After 10 years of non-stop lobbying and fundraising, the Minneapolis group Artspace will finally break ground Thursday on the new Minnesota Shubert Center in downtown Minneapolis.
The Minneapolis group Artspace is converting the nearly 100-year-old Shubert Theater into what it calls a flagship center for dance.
When all 6 million pounds of the Shubert Theater were hoisted on dollies and wheeled a block and a half down Hennepin Ave. in 1999, it was hailed as a miraculous feat of engineering. Since then however, the old vaudeville house has sat vacant like a forlorn monument to the dreams of the dance community.
Despite a skeptical state Legislature, an extremely competitive fundraising climate and more recently a collapsing economy, Artspace is now just a million or so dollars shy of its $42.5 million capital campaign goal.
Colin Hamilton, the Minnesota Shubert Center's executive director, said in funding the Shubert restoration, Artspace has also created a broader philanthropic tradition for Minnesota dance.
"This has not just been about raising money, it's been about building a community that is going to come together to make this whole institution shine," he said.
The Minnesota Shubert Center is more than just a theater. It will include a refurbished Hennepin Center for the Arts, where many of the groups that will use the Shubert are headquartered. It also features a sleek, two-story structure that will connect the Hennepin Center to the theater, project video performance images out on the street, and contain an arts education technology center.
The theater will be reconfigured as a custom designed dance venue with a seating capacity that's been cut in half from the originally planned 1,000 seats.
"A 500-seat house really will allow a multitude of companies to grow into this space with their audiences, whereas a 1,000-seat house, there are very few dance activities here that could sustain that," Hamilton said.
Hamilton said what will set the theater apart will be its unmatched acoustics and sightlines. Two original balconies will be replaced by a bank of seats that reaches back no farther than 65 feet away from the stage. Hamilton said that will make for a very intimate audience experience.
"You could sit in the furthest back row in the corner, and you have an incredible view and relationship with what's happening on stage," he said.
The Minnesota Shubert Center will serve more than 30 arts groups. That includes most of the Twin Cities leading dance companies, among them James Sewell Ballet, the Minnesota Dance Theater, Zenon Dance Company and TU Dance.
Several smaller groups will also make use of the Shubert, including Zorongo Flamenco Dance Theatre. Zorongo founder and artistic director Susana Di Palma said the Shubert offers a wonderful opportunity for the local dance scene.

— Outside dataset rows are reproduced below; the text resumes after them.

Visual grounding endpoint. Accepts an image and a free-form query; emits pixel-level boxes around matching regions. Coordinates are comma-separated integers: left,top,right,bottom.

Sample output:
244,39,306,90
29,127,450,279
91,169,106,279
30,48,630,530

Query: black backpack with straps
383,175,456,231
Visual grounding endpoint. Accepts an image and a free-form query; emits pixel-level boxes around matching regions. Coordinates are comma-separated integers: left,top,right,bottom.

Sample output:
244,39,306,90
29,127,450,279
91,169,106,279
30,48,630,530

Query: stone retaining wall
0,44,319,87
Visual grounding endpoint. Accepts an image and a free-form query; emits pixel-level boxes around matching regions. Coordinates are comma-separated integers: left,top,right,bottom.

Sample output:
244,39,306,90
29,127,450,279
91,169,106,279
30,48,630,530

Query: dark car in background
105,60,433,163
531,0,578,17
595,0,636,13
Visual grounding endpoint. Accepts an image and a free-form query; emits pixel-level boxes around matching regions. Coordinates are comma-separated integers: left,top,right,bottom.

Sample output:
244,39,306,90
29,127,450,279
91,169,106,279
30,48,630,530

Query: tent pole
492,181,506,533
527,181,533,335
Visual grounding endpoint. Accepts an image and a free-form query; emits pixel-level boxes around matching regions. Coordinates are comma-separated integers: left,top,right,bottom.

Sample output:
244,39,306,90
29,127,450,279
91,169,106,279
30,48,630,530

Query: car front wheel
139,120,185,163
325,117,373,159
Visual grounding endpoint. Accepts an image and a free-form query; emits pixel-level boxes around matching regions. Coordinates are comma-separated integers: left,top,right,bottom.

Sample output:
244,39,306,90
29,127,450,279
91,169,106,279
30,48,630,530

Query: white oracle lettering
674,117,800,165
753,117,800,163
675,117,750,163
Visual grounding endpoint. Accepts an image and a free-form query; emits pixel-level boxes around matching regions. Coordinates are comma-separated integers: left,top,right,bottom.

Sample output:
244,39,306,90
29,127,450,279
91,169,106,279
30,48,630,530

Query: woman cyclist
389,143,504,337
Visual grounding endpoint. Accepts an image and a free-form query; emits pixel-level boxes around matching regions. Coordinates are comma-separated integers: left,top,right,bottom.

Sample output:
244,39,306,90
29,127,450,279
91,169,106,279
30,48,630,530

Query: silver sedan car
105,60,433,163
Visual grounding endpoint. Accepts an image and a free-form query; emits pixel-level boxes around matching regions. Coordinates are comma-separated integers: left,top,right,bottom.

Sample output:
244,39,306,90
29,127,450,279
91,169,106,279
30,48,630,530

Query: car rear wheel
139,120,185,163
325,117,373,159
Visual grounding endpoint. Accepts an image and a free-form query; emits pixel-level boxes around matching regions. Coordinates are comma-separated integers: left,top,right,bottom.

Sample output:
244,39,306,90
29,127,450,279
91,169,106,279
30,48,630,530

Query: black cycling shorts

"It means a higher profile," Di Palma said. "It means a coming together of resources for maybe all of the dance community. It means higher visibility I think with a public that maybe we haven't been exposed to or hasn't been exposed to us."
But Di Palma is concerned about the ongoing affordability of the Shubert for medium to smaller dance troupes, and whether it will suck audiences away from other dance venues such as the Southern Theater and the Ritz Theater. She also has doubts as to whether the local dance audience is big enough to support the Shubert.
"With the existing dance audience now, it's going to be really rough," she said. "I'm relatively optimistic but I think it's going to take a lot of work on everyone's part."
Developing new dance audiences is on a lot of people's minds, although many supporters are confident it'll happen. Veteran dance writer Linda Shapiro said it's been done before, albeit with another art form.
"Look what happened when the Guthrie was created here," Shapiro said. "It certainly built a theater audience, and part of that was because it was this visible space and Tyrone Guthrie came with it and all of that flagship business."
What impresses Shapiro about the Minnesota Shubert Center is how active it's been even before it's opened its doors. She points to its six-year-old, Internet-based arts education program and some of the dance events it's sponsored.
"There's a kind of ground-up feeling about the Shubert that makes me really trust that it's going to be a success, because in a way, even though it was transplanted, it's grassroots," she said.
Everyone agrees there's a lot riding on the Shubert for the Minnesota dance scene, and Artspace's Colin Hamilton admits his organization is not immune to the pressure.
"I think we all wake up sick to our stomachs, you know, thrilled about what's possible but knowing that this is a 10-year journey that continues and there's as much hard work ahead as there is behind us," Hamilton said.
The Minnesota Shubert Center will officially open in early 2011, in time for the spring dance season.